Pandas eat between 26 to 84 pounds of bamboo each day depending on what part of the plants they are consuming.

Guangping Huang, one of the study’s authors, said: “This is the first time we established a causal relationship between a panda’s gut microbiota and its phenotype.

“We’ve known these pandas have a different set of gut microbiota during the shoot-eating season for a long time, and it’s very obvious that they are chubbier during this time of the year.”

A newborn panda is about the size of a stick of butter – but females can grow up to about 90kg, while males can reach about 136kg, according to the World Wildlife Fund.

During late spring and early summer, bamboo shoots the animals consume protein-rich newly sprouted bamboo shoots – a change from the usual fibrous bamboo that is available.

The experts, who studied wild pandas in the Qinling Mountains in central China, found that they have a significantly higher level of a bacterium called clostridium butyricum in their gut during shoot-eating season.

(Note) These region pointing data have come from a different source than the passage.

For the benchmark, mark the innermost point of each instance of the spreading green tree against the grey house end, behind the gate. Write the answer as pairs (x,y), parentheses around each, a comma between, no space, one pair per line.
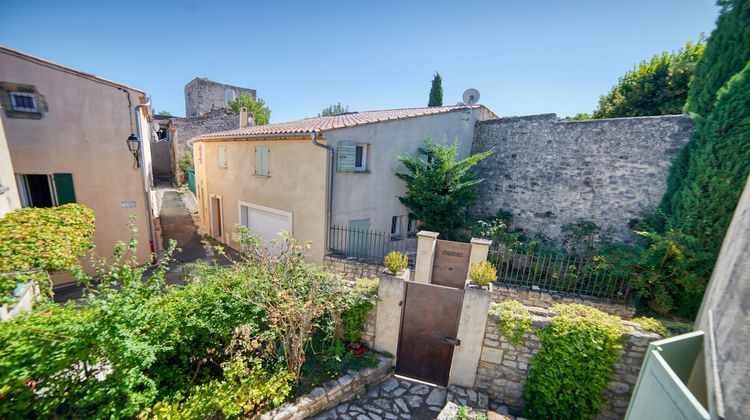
(439,189)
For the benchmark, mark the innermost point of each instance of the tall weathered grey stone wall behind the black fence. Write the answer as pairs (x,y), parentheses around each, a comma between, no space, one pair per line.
(549,173)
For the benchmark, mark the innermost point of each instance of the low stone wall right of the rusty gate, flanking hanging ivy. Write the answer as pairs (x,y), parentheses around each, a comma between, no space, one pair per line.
(503,367)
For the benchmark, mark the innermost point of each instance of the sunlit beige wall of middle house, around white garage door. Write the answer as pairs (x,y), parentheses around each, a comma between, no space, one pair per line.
(297,184)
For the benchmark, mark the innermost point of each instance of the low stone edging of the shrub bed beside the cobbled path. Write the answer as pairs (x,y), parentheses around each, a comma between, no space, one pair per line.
(332,393)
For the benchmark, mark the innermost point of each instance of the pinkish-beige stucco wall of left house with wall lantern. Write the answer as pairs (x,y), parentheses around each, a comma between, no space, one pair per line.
(83,132)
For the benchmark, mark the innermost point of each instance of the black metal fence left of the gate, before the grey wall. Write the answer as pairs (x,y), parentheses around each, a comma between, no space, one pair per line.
(369,246)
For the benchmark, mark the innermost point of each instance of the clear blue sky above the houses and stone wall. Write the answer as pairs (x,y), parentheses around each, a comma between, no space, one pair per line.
(525,57)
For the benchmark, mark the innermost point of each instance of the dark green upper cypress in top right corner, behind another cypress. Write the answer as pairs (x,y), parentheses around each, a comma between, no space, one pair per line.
(727,52)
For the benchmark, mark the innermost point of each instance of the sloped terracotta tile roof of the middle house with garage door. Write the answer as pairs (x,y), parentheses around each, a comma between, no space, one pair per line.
(321,124)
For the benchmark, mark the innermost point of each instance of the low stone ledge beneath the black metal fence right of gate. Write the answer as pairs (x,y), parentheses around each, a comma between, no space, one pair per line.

To test the effect of this change on a panda’s metabolism, they conducted a faecal transplant of panda faeces collected in the wild to germ-free mice.

Baby twin giant pandas are weighed in Tokyo
Image:
Baby pandas are the size of a stick of butter when they are born

For three weeks the mice were then fed a bamboo-based diet similar to what pandas eat.

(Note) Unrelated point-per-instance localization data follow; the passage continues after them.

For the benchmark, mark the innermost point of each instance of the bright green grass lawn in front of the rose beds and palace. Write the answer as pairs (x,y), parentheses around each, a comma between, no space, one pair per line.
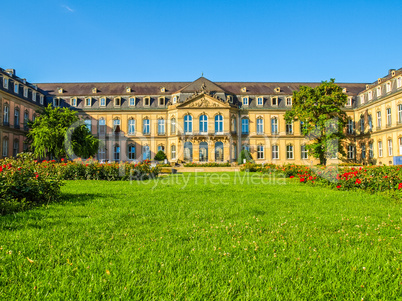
(227,241)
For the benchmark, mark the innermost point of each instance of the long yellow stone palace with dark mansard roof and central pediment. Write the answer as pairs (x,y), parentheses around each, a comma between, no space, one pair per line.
(205,121)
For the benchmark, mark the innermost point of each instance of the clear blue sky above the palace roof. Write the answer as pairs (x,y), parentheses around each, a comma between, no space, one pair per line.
(92,41)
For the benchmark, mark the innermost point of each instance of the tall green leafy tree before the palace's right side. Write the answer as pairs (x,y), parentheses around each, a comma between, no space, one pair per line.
(320,110)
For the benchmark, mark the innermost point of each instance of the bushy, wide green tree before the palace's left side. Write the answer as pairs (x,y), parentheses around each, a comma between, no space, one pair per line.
(48,131)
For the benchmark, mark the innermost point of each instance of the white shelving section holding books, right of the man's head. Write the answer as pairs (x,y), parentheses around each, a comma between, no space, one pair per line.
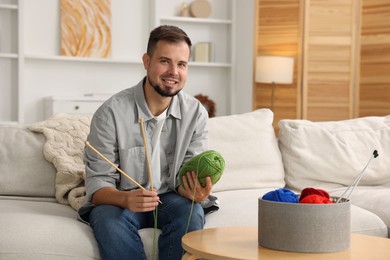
(219,29)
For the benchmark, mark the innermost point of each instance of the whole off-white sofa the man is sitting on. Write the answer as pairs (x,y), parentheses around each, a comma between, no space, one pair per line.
(325,155)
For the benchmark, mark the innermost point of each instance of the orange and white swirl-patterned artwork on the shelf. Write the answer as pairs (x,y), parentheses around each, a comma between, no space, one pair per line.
(86,28)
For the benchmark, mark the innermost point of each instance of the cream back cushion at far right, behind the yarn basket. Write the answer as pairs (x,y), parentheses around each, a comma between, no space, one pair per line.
(329,155)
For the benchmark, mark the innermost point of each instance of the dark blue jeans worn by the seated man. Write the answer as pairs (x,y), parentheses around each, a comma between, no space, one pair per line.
(116,229)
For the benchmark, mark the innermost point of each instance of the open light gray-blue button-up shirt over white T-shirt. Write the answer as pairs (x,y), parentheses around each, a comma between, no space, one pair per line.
(116,133)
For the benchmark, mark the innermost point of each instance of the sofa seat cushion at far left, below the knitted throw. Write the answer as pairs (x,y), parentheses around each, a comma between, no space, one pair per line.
(43,230)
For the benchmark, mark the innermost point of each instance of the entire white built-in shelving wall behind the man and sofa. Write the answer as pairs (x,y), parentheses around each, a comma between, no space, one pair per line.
(32,69)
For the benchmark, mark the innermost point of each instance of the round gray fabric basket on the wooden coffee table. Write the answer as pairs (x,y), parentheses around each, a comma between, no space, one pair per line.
(315,228)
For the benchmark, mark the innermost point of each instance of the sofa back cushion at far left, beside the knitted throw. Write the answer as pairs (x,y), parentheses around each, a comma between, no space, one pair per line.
(23,169)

The mice transplanted with panda faeces collected during the shoot-eating season gained much more weight and had more fat than mice transplanted with faeces from the leaf-eating season.

The authors believe the bacterium could lead the bears to store more fat.

Its metabolic product, butyrate, is sold to humans as a probiotic supplement but the safety of its consumption is the subject of debate.